Lorenzo estuvo en éxtasis toda la película. Como traspuesto, los ojos perdidos en la pantalla. Creo que se orinó encima, aunque él juró que el refresco con que entró a la sala se le había volcado en los pantalones. Recuerdo que al salir del cine se fue, dejándome con las dos muchachas y arruinándome la noche, pues la que se quedó sola, ambas compañeras del instituto al que también acudíamos mi amigo y yo, comenzó a aburrirse y a desear volver a casa, ante lo cual no quiso o no pudo negarse la otra.

Cuando volví a ver a Lorenzo, unos días después, pues había estado enfermo—un gripazo, según él mismo (lo que me contó luego la madre, fue otra cosa)—no era el mismo adolescente que yo conocía. Se había quedado arrobado. De mirada perdida, sonrisa falsa. Mantuvo el primer puesto en el instituto y fue a la universidad un año después. Ahí le perdí la pista. Yo me dediqué al periodismo, creo que él hizo historia.

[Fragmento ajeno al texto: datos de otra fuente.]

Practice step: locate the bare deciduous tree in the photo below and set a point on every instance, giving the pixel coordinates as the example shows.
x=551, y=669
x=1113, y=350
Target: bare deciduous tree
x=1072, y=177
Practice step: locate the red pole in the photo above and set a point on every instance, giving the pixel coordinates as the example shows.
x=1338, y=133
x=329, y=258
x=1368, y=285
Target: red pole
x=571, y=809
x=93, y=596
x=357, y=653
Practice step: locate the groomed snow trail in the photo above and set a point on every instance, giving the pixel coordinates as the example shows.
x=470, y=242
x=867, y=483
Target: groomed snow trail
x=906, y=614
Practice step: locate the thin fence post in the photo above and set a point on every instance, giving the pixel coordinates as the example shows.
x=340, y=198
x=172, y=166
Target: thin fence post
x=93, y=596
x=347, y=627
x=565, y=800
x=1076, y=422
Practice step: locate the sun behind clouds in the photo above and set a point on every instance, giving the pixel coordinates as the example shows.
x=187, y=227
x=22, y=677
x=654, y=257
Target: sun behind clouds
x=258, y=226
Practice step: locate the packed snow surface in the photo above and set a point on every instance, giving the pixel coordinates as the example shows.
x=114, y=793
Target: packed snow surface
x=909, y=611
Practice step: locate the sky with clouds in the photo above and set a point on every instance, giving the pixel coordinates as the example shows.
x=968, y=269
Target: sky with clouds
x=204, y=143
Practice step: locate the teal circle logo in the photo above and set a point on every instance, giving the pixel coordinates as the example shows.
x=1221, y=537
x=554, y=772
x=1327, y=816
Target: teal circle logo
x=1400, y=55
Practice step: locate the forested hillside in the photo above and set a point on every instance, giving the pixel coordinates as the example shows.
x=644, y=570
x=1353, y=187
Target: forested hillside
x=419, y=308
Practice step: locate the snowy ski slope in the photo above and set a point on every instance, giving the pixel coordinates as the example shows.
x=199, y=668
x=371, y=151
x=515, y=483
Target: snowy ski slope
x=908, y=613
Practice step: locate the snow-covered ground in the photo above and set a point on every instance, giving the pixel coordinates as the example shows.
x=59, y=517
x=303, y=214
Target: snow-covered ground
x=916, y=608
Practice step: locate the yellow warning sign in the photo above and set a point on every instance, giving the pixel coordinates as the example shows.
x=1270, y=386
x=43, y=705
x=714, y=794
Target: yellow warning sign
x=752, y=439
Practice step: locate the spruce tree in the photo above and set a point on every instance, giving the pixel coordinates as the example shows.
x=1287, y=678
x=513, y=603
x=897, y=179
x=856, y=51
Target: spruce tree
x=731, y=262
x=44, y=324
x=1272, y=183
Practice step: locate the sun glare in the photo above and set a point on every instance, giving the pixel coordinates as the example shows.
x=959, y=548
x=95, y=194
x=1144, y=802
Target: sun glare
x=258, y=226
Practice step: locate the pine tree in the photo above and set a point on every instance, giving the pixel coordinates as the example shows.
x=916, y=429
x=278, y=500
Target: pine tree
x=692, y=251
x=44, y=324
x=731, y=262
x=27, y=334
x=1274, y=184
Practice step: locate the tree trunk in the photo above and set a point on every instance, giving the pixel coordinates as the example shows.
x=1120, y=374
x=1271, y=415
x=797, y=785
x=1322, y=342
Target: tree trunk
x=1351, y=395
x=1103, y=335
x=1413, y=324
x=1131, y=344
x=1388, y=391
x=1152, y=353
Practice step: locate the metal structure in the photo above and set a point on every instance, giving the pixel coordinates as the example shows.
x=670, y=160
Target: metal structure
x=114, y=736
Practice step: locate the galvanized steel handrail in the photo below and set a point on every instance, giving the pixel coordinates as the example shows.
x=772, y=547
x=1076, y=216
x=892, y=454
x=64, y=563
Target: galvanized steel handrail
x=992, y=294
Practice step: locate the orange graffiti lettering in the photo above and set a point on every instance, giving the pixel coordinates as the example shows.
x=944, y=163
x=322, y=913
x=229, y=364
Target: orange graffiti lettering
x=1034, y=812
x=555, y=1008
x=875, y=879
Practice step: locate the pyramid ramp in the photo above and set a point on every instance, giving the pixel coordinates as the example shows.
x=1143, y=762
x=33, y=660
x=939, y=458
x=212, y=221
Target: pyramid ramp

Volví a saber de él hace menos de un año. Su foto aparecía en la página de sucesos de un periódico de segunda clase, un panfleto morboso. Muerto. Apareció flotando en el lago de la Casa de Campo, descubierto por una prostituta que hacía un servicio contra un árbol. La muchacha de origen africano, vio algo raro, que no era una barca, flotando sobre las aguas del lago, borroso con las primeras luces del amanecer que hacen que todo parezca azulado. Se llevó un par de bofetadas, declaró en el informe al que tuve acceso, por no chuparla bien. A la segunda salió corriendo bajo amenazas de muerte. Llamó a la policía, diciendo que era como los cuerpos que ella veía desde la patera de los compañeros muertos en la travesía que la había traído de un infierno a otro. La policía encontró, efectivamente, un cuerpo de un varón de unos treinta y tantos años ahogado. Era la mañana del 15 de abril de 2012 y se cumplían cien años del hundimiento del barco más avanzado para su época. En una escueta nota, Lorenzo Cepeda León decía que era su destino cien años después.

1 comentario:

Argax dijo...

Un auténtico placer volver a leerte.

Respecto a esto de descubrir cosas de uno mismo a través de las películas románticas de la época pues en mi grupo de amigos pasó que Entrevista con el Vampiro era como una especie de prueba iniciática sobre las posturas que ibamos a tomar en el amor.

Ojalá los futuros o destinos más positivos fueran más fáciles de cumplir, pero... es más fácil flotar en el lago de la casa de campo.